L’économie américaine est le grand perdant des conventions visant à limiter le réchauffement climatique à 2%, avait affirmé le président américain Donald Trump plus tôt cette année. Lequel s’est ensuite empressé de retirer son pays de l’Accord climatique de Paris. Il s’agit avant tout d’un « non » symbolique mais, à terme, il aura incontestablement des conséquences négatives. Le magazine Science a récemment évalué le coût économique de chaque degré de réchauffement climatique à 1,2% du produit intérieur brut américain.

Des états comme la Californie, New York ou l’Ioha souffrent directement des conséquences des changements climatiques et ont déjà adapté profondément leur fonctionnement et leurs modes de production ont atteint un point de non-retour. Les secteurs économiques sont aujourd’hui avant tout guidés par les progrès technologiques visant une meilleure efficacité énergétique et des gains économiques, et non par les engagements publics de leurs responsables politiques.

Même si l’option que d’autres pays prennent une voie similaire à celle des Etats-Unis ne peut être totalement exclue, le risque reste actuellement limité pour deux raisons :

  • Les réactions directes de l’Europe et surtout de la Chine qui se positionnent comme les deux moteurs de l’implémentation de l’accord de Paris
  • La sortie effective de l’accord qui risque de prendre plusieurs années

Le réchauffement climatique a également d’importantes conséquences humanitaires pour les États-Unis. Voici quelques années, le Pentagone avait déclaré que le changement climatique constituait un danger pour la sécurité nationale. Une grande partie des Américains vivent près des côtes, et un déplacement de population massif vers l’intérieur des terres à la suite d’une élévation du niveau des mers et des océans aurait des répercussions énormes sur l’économie et les structures sociales.

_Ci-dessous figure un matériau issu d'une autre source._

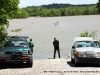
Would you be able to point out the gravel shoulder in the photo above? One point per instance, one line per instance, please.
(57, 66)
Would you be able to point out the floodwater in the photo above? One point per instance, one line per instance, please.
(43, 30)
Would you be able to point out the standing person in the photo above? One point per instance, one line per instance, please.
(31, 45)
(56, 47)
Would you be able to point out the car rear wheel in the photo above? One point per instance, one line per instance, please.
(76, 63)
(30, 61)
(72, 60)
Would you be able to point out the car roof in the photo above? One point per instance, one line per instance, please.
(24, 37)
(83, 39)
(16, 39)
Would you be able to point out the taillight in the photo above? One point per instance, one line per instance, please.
(1, 58)
(25, 57)
(78, 54)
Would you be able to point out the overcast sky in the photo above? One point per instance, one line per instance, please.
(25, 3)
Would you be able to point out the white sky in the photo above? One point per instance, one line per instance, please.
(25, 3)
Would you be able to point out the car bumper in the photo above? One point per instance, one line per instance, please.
(88, 60)
(14, 59)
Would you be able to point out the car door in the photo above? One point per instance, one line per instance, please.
(73, 49)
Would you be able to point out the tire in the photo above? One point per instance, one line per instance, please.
(76, 63)
(72, 60)
(30, 61)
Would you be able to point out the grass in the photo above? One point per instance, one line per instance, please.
(16, 30)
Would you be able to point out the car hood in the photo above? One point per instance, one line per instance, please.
(13, 49)
(88, 50)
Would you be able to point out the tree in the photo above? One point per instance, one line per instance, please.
(98, 6)
(8, 8)
(87, 34)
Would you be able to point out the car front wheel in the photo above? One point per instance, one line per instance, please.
(76, 63)
(30, 61)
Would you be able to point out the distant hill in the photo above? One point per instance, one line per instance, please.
(57, 6)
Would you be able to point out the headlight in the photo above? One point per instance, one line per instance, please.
(78, 54)
(83, 54)
(1, 53)
(25, 52)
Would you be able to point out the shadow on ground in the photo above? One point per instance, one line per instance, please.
(82, 65)
(14, 66)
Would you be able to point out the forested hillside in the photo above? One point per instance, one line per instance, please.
(52, 10)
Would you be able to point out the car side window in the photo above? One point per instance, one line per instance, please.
(75, 44)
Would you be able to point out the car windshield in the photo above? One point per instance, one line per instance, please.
(88, 44)
(15, 43)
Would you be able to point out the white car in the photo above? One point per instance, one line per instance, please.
(85, 50)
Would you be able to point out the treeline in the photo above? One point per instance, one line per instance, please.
(57, 10)
(57, 6)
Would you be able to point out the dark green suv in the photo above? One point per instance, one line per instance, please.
(16, 51)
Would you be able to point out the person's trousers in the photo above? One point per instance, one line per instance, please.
(56, 49)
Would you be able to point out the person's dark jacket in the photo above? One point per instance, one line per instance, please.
(56, 43)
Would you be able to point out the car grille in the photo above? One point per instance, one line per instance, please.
(13, 58)
(91, 55)
(13, 52)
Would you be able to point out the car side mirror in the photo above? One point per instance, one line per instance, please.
(73, 47)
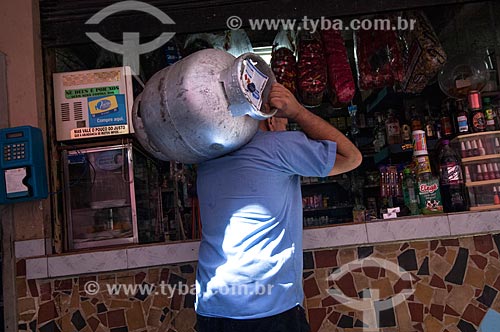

La dénonciation de l’accord climatique n’est sûrement pas une bonne chose, mais la réalité est heureusement plus encourageante que ne le laissent présager les rodomontades du président Trump. La plupart des états américains ne le suivent pas dans leur réglementation, et la realpolitik domine aussi dans le monde des entreprises. Il n’y a guère de nouveaux investissements à long terme dans les carburants fossiles. Les entreprises ont conscience que les futurs présidents pourront aisément annuler les décisions de Donald Trump, et les banques seront plus réticentes à financer de tels investissements.

Si les États-Unis réduisent leurs efforts, d’autres pays ont décidé de changer de braquet. La Chine a ainsi inclus dans son dernier plan quinquennal l’ambition de devenir le leader mondial dans l’innovation en matière d’environnement d’ici à 2020. Le pays compte également ravir aux États-Unis son leadership en matière d’énergie renouvelable.

Révolution industrielle

Le chantier de la transition énergétique, certes d’envergure considérable, n’en est pas moins crucial pour limiter le réchauffement de la terre. Depuis quelques années, nous vivons une révolution industrielle. Et celle-ci impose de porter un regard tout à fait neuf sur les secteurs et d’opter pour les entreprises qui travaillent à des solutions aux défis à venir. Au-delà de l’empreinte carbone des portefeuilles et de la multitude de rapports sur la durabilité, les investisseurs doivent rester pragmatiques dans l’évaluation des risques et des opportunités. Quelles seront, par exemple, les conséquences de l’introduction d’un prix fixe du carbone sur la compétitivité d’une entreprise? Quels sont les risques des stranded assets ou « actifs échoués », c’est-à-dire des réserves de pétrole et de gaz qui, en raison des mesures climatiques, ne pourront plus jamais être exploitées de manière rentable? Ceci ne concerne d’ailleurs pas uniquement les entreprises. Quelques-unes des plus grandes compagnies pétrolières mais aussi de réserves de gaz et pétrole sont entre les mains d’États, pensez au Venezuela et à l’Arabie saoudite.

Chaîne de production

La transition vers une économie durable est un travail titanesque qui crée énormément d’emplois dans le monde. Elle nécessite d’immenses investissements et financements d’infrastructure. Les investisseurs dans l’énergie alternative, qu’il s’agisse d’infrastructures ou de nouveaux produits et services, tout à la fois contribuent à ce bouleversement indispensable et profitent de son potentiel.